Озирается Пиля, нюхтит, как собака по следу соболя, пытает снег, пытает небо, пытает морозный воздух, ищет глазами и душою хоть малый знак весны.
– Нет, зимно… Синильга – снег кругом, льды кругом, мороз.
Костер урчит – лопочет. Желтое, красное с синим переливом пламя взвивается вверх, когда Пиля сует в костер целую лесину. Холодно. И нет солнца. Куда оно делось, куда ушло? Заблудилось что ли, или болезнь забрала его? Вдруг помрет, подохнет солнце? Ой, как худо тогда. Тогда и весна не придет. И Пиля останется один, совсем один, как в небе месяц.
Суетливая Камса прыгнула ему на грудь и дружески лизнула в толстые губы. Сплюнул Пиля и пнул собаку под живот, а сам повалился в снег, стал кататься и корчиться, словно в тяжком припадке, стал кричать придавленным голосом, как у попавшейся в капкан лисы:
– Скушно мне, как скушно! Эй, баба, девка, иди!..
Собаки гурьбой к нему, не знают, чем помочь: беда пришла, или так сдурел хозяин, может игру завел.
Собаки выть начали. Вот олени примчались: скоком, скоком – стоп! – окружили хозяина кольцом, закинули густодревые рога назад, из ноздрей белый пар.
А Пиля все кричит:
– Ой-ой!
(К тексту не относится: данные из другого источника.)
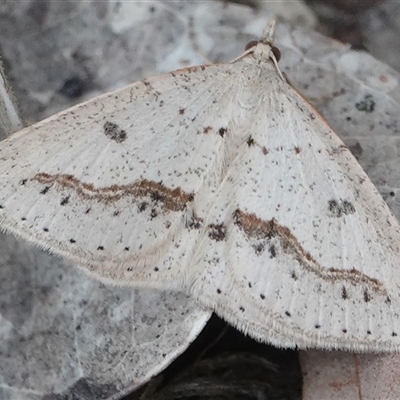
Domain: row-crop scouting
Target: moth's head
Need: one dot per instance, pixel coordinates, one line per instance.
(262, 48)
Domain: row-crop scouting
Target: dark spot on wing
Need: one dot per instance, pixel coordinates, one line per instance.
(367, 104)
(222, 131)
(217, 232)
(64, 201)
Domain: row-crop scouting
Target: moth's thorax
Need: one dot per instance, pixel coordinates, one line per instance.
(263, 52)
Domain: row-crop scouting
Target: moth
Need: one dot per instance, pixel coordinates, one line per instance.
(221, 181)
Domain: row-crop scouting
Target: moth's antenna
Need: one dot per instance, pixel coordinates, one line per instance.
(268, 34)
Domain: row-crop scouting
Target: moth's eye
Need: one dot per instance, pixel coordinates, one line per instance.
(251, 44)
(276, 52)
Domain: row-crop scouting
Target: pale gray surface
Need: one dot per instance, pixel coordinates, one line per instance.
(50, 47)
(63, 333)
Какой я один… Собака я!
* * *
Стойте ветры, не метите снег. И ты, кривая сосна, не качайся.
Солнце, где же ты? Ну, ну! Разве не чуешь, что Пиля собирается в дорогу?
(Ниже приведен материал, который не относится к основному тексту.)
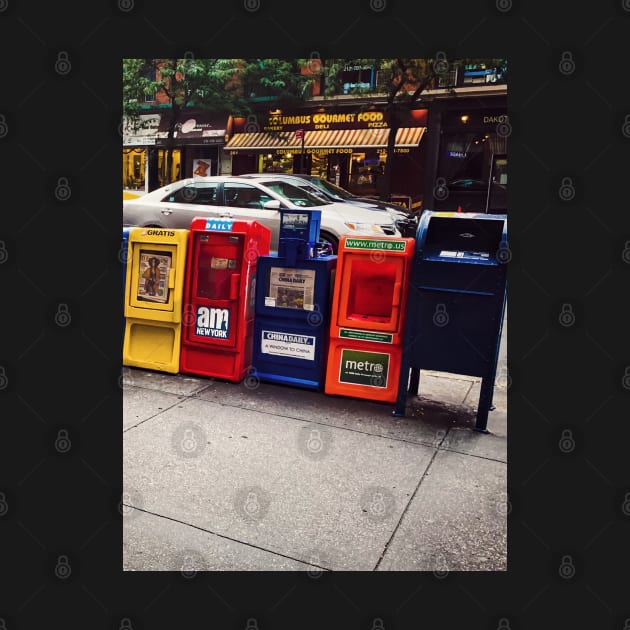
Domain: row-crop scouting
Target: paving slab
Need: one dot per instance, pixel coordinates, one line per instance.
(451, 389)
(287, 485)
(178, 384)
(457, 520)
(428, 426)
(152, 543)
(139, 404)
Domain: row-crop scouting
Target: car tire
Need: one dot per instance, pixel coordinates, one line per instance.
(326, 237)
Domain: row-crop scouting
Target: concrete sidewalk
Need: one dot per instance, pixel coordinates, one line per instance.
(256, 476)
Крутятся вихри, воют шайтаны в трущобах темных, ходит ветер по вершинам, шумит тайга.
Смерть.
Кому смерть, а Пиле любо: да если б кругом Пили выросли ледяные горы, если б вся снеговая туча опрокинулась на землю, и бешеный ветер рвал бы с корнями лес, – для Пили одна забава – встал, пошел: Эй… эй!.. Сторонитесь льды, прочь крылатые, косматые вихри, эй… эй, – умри, издохни, ветер – Пиля идет! А куда? Хе-хе… Куда собрался Пиля?
– Самую красивую найду.
Скликал оленей:
– Оро́н! Оро́н!
Связал гуськом, в ольго́ун, на переднего, – у́чуга – седло набросил.
Стоят олени, дышат, будто говорят:
– Найдем, найдем, самую красивую найдем.
И собаки черные крутятся возле, черные, а поседели – снег, мороз:
– Найдем, найдем, – взлаивают хором.
Пиля весь погружен в сборы, неугасимую трубку некогда раздуть: торчит в зубах мертвой загогулькой.
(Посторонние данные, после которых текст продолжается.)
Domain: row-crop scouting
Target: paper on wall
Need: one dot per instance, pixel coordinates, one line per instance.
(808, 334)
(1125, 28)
– Айда вперед… Ко-ко! Ну, вы, не отставайте!
Куда? Прямо. В то место, где весна живет. Прямо. Даже не оглянулся Пиля на брошенное стойбище. А что ему? Пиле везде приют. Был бы огонь да лес.
Сидит Пиля на переднем олене – олень рогастый, крепкий – голова у Пили огромная – вот так башка, этакой во всей тайге не встретишь. Не даром все смеялись над ним:
– Как ты и родился такой?
Башка у Пили волосатая, длинная грива сзади, в косы плести Пиля не умеет. А поверх волос – какой-то колпак из красной тряпки.
Вот все, бывало, говорили: Пиля урод, Пиля страшный: сам лесовик с перепугу сдохнет, ежели встретит Пилю невзначай.
С утра до но́чи, с утренней зари до поздних ярких звезд, каждый день все вперед, вперед правит путь свой Пиля. А чего ищет – не находит.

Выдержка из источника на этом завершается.